FDA OKs Pfizer's palbociclib-letrozole mix to treat breast cancer

The U.S. Food and Drug Administration said on Tuesday that is has approved the use of Pfizer's palbociclib oral capsules, in combination with letrozole, to treat advanced breast cancer.

The drug's label said it blocks cyclin-dependent kinases four and six, which cause cellular proliferation. Together, palbociclib and letrozole are believed to reduce the growth of tumors. The drug is meant for the treatment of estrogen receptor (ER)-positive, human epidermal growth factor receptor 2 (HER2)-negative metastatic breast cancer in women who are postmenopausal and have not received endocrine-based therapy.

A clinical trial of 165 postmenopausal women with ER-positive, HER2-negative metastatic breast cancer tested the efficacy of a combination of palbociclib and letrozole vs. letrozole and a placebo. On average, women given the combination of palbociclib and letrozole lived without disease progression for 20.2 month. Women treated with letrozole and a placebo went 10.2 months without disease progression. Currently, a clinical trial is being conducted to help determine whether palbociclib prolongs the lives of women with advanced breast cancer.

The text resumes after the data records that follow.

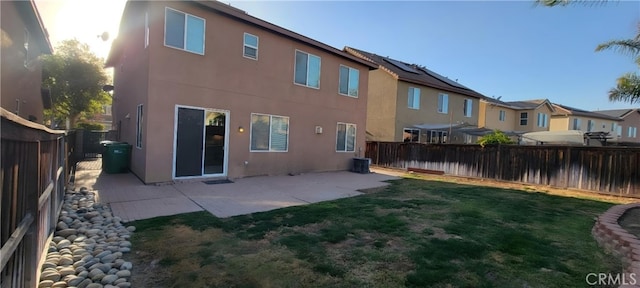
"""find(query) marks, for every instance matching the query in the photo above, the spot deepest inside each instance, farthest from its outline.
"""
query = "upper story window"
(590, 125)
(411, 135)
(443, 103)
(524, 118)
(576, 124)
(349, 81)
(250, 49)
(468, 107)
(184, 31)
(543, 120)
(307, 69)
(414, 98)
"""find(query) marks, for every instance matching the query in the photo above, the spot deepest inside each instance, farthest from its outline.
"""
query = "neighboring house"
(627, 128)
(498, 115)
(532, 115)
(204, 90)
(24, 39)
(411, 103)
(570, 118)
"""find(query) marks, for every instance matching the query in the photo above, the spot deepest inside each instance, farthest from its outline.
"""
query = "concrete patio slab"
(131, 199)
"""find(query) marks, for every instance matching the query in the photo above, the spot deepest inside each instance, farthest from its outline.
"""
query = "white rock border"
(87, 248)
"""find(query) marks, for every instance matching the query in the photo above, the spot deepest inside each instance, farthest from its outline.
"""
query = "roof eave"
(240, 15)
(479, 96)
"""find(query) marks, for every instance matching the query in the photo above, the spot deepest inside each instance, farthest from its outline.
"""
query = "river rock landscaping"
(88, 246)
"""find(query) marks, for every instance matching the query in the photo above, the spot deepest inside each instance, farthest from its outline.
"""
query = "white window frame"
(146, 29)
(591, 124)
(525, 118)
(184, 44)
(346, 134)
(349, 69)
(576, 124)
(443, 103)
(542, 120)
(404, 130)
(411, 98)
(245, 45)
(270, 130)
(468, 108)
(307, 78)
(619, 130)
(139, 125)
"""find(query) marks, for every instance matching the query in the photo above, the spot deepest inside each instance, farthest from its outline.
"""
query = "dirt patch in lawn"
(630, 221)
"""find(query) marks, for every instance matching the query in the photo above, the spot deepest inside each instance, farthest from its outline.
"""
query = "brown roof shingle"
(415, 74)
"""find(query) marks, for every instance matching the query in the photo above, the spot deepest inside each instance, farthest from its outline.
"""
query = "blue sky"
(512, 49)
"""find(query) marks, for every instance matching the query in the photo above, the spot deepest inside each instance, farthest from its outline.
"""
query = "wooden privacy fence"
(33, 176)
(612, 170)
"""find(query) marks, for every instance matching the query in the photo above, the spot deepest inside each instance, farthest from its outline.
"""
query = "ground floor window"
(410, 135)
(346, 137)
(435, 136)
(269, 133)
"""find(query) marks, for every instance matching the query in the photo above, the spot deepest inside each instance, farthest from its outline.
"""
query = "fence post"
(567, 167)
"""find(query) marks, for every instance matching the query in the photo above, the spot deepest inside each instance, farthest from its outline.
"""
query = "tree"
(495, 137)
(628, 85)
(75, 77)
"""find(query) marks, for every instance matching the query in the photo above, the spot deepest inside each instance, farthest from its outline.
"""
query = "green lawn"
(414, 233)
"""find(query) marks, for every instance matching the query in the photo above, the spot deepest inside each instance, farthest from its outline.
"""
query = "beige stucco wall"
(224, 79)
(130, 89)
(565, 122)
(490, 117)
(381, 106)
(19, 83)
(532, 123)
(428, 113)
(632, 120)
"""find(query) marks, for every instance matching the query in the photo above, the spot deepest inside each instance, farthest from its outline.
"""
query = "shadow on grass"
(423, 233)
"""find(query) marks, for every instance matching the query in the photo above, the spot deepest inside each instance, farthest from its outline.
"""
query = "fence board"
(612, 170)
(32, 177)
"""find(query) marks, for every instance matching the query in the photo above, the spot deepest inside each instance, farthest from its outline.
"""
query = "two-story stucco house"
(627, 128)
(205, 90)
(411, 103)
(24, 39)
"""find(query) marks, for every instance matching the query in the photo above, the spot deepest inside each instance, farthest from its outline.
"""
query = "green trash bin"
(104, 150)
(117, 158)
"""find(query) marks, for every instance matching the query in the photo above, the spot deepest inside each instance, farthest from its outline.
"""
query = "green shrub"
(496, 137)
(90, 126)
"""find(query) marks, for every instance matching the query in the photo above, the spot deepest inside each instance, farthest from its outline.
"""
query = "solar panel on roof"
(444, 79)
(402, 66)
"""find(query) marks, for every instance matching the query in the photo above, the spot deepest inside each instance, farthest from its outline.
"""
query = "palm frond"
(552, 3)
(627, 46)
(627, 89)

Pfizer markets palbociclib as IBRANCE, and it is now available through a specialty pharmacy network that also distributes other Pfizer cancer treatments.

“The registration trial showed that, compared to letrozole alone for first-line treatment of ER+/HER2- advanced breast cancer, IBRANCE in combination with letrozole almost doubled the time before tumor progression, delaying the need for later-line therapies including other hormonal agents and chemotherapies,” Pfizer Chairman and CEO Ian Read said.